Online credit card fraud against small businesses

Kate Charlton and Natalie Taylor
ISBN 0 642 53846 8 ; ISSN 1326-6004
Canberra: Australian Institute of Criminology: 2004
(Research and public policy series, no. 60)

Section 2 : Overview of AIC online credit card fraud survey

There is no centralised register of businesses that currently trade online from which to draw a sample for survey purposes. However it was assumed that if people purchase a particular type of good over the internet more often than other types of goods, then retailers who sell those products may be more likely to trade online. Therefore, five business types that have been identified as more popular with internet shoppers were included (Adey 1999; Shimmin 2000; US Census Bureau 1999). Businesses within each of these types were randomly selected from Australia On Disc (the electronic version of the Yellow Pages directories). The businesses were stratified by the five selected business types (see Appendix 1 for detailed information about the methodology). Only businesses which accepted credit card payments on their own web site were classified in this study as trading online.

The questionnaire was administered over the telephone by a Roy Morgan trained interviewer, using the computer-assisted telephone interviewing technique (CATI). The questionnaire is provided in Appendix 2. At least three call-backs were made to those businesses which could not be contacted, with more if necessary to achieve the required samples. The average length of time to complete the questionnaire was 11 minutes.

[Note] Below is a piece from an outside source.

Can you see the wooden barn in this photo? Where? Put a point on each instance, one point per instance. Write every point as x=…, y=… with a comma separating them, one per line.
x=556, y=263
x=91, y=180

In total 1,078 small businesses were interviewed, evenly distributed between the five business types. The overall response rate was 62 per cent. For purposes of better representing the retailers in these five types across Australia, the data were then weighted by business type (see Appendix 1), providing a total number of small businesses in these five business types of 6,657 across Australia.

In this report, weighted data have been used when providing descriptive statistics to indicate estimated frequencies for all retailers in the five business types across Australia (for example, losses, number of incidents and so on). Where statistical analyses are conducted, the effective sample size (weighted data for original sample) has been used to ensure statistical significance has not been inflated. Therefore, in this report:

  • weighted data are used to provide descriptive information for the population and this is indicated when numbers are given for retailers 'across Australia'; and
  • where tests of significance are calculated (for example, regression analyses), the sample has been weighted for better representativeness, but scaled down to the effective sample size.

Demographics of businesses included in this survey (including sex of the retailer, business size, annual turnover and remoteness of business location) are provided in Appendix 1.